The size of sample chosen for a survey should depend upon how accurate the final estimates are required to be. Normally a compromise is made between the ideal sample size and the anticipated cost of the survey. The complexity of a sample usually depends on the availability of supplementary information that can be used to introduce efficiencies into the overall design.
A crucial element in sample design and selection is defining the source of materials from which a sample can be chosen. The source, known as the sampling frame, generally a list, such as a list of housing properties in a town, a list of students studying in a University, etc.
The sampling frame can also incorporate geographic areas with well-defined natural or artificial boundaries, when no suitable list of the target population exists. In the latter instance, a sample of geographic areas is selected and an interviewer canvasses the sample areas and lists the appropriate households, retail stores, or whatever, so that some or all of them can be designated for inclusion in the final sample.
The sampling frame can also consist of less definite things, such as all possible permutations of integers that make up banks of telephone numbers, in the case of telephone surveys that seek to include unlisted numbers. The quality of the sampling frame whether it is up-to-date and how complete is probably the dominant feature for ensuring adequate coverage of the desired population.
It is clear that statistical/scientific sampling is only required when large and/or irregular variations in the population and time and money is limited, preventing the measurement of the whole population. It is accepted that when using a sample result, accuracy may be lost, as the limitations of errors are often unknown.
To avoid selecting samples that can give biased results which could misrepresent segments of the population. A random or probabilistic procedure should be implemented.
The first and simplest way of selecting a sample of which I am going to discuss is a method known as ‘Simple Random Sampling’. Basically as its name suggests is randomly selecting a sample from a population. A.S.C Ehrenberg gives a good explanation, he suggests that an easy why of random sampling is drawing slips of paper from a hat instead of checking every entity in a population.
The advantage of this method is that systematic selection bias can be evaded, as each entity in the sample would be selected by chance. To explain this concept further I think it is necessary to use an example, If one was to conduct a survey to determine how many families owned a second car. Instead of checking each home, one could take a sample. One could put slips of paper identifying each home into a hat, shuffled them well, and randomly selected the number needed for the sample; one would get a random sample.

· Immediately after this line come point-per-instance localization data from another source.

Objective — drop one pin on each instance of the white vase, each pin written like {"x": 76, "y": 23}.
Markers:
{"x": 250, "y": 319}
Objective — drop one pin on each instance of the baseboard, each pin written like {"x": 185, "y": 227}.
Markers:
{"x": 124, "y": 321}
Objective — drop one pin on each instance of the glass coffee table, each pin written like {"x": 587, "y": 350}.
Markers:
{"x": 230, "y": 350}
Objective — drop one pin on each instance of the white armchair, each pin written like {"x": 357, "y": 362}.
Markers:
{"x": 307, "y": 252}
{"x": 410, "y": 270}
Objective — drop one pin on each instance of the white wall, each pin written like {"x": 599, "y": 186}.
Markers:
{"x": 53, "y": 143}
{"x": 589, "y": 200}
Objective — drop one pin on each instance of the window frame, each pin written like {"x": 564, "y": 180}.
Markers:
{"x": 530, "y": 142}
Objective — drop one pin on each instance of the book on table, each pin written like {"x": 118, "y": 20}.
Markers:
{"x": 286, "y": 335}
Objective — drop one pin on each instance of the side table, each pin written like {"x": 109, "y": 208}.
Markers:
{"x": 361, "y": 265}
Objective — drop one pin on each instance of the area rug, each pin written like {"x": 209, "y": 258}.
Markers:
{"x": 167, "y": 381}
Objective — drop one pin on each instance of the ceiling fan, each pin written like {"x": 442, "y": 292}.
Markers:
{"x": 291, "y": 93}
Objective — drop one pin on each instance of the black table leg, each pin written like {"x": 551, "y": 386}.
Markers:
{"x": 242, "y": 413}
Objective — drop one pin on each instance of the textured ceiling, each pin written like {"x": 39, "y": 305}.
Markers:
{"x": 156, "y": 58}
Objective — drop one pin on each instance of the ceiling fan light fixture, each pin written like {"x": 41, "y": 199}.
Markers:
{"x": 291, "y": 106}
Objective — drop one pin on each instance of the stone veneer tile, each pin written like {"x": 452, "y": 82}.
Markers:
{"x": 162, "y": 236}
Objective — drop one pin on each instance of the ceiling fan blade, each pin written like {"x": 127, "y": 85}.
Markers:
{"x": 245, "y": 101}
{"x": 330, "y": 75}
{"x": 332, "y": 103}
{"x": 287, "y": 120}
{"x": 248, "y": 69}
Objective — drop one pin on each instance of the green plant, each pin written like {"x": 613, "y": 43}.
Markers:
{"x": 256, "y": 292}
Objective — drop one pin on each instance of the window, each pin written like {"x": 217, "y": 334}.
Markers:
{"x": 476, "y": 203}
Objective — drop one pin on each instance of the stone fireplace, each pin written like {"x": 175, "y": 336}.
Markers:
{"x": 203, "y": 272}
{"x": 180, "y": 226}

If a large number of samples were taken, the number of families with a second car would inevitably balance out; so that on average one could get the correct population proportion. Practically one only would ever take one sample. This could result in an unrepresentative sample; one could be unlucky and get all families that do not own a second car.
The chances of getting such a result, which would be an unrepresentative sample, can be minimised by making the sample size large enough.
Reducing the size of a survey is normally done to save on costs, whether they are financial or time saving costs. Another reason for cutting costs would be the likely size of the sampling error for a given budget. There are three methods that can be used when sampling human populations. These methods are known as multi-stage sampling, clustering and stratified sampling. These methods are the most recognised, although other statisticians apart from A.S.C. Ehrenberg have adopted other methods.
Multi-stage sampling as its’ name suggest, involves stages in the sampling process. The number of stages depends on the person, or reason for the survey. Say for example, one was doing a survey on Soap Opera’s, to establish the most popular one. Due to financial and time restrictions, to sample the population of the United Kingdom, one could pick a sample of towns or districts. From this point then one could pick out individuals in that town or district. This could be achieved by stopping people in the street or inviting them to reply in a local newspaper advertisement. This type of sampling can be called ‘Two stage’ sampling, reason being that it involves two stages.
Using this method allows one to avoid the cost of handling lists of individuals in towns or districts in which no one may have been selected. One therefore will have an extensive list of the towns or districts are required which lists all the selected individuals.
Clustering is another form of sampling, though it is restricted to cases were each unit at the last stage of multi-stage sampling is selected. Diversification is the key, Clustering should be as diverse as possible. Diversification reduces the chances of getting sampling errors. However, in practise this is never the case. The opposite usually happens and sampling errors do occur as similarities in the collected data can be seen clearly. This means that cluster sampling is from a statistician’s point of view is not an efficient method of sampling. Although, one advantage of cluster sampling is cost, minimal compared to other sampling methods. One has to carefully consider the cost factor against the accuracy factor, even though that there may not be any accurate information collected in the sample.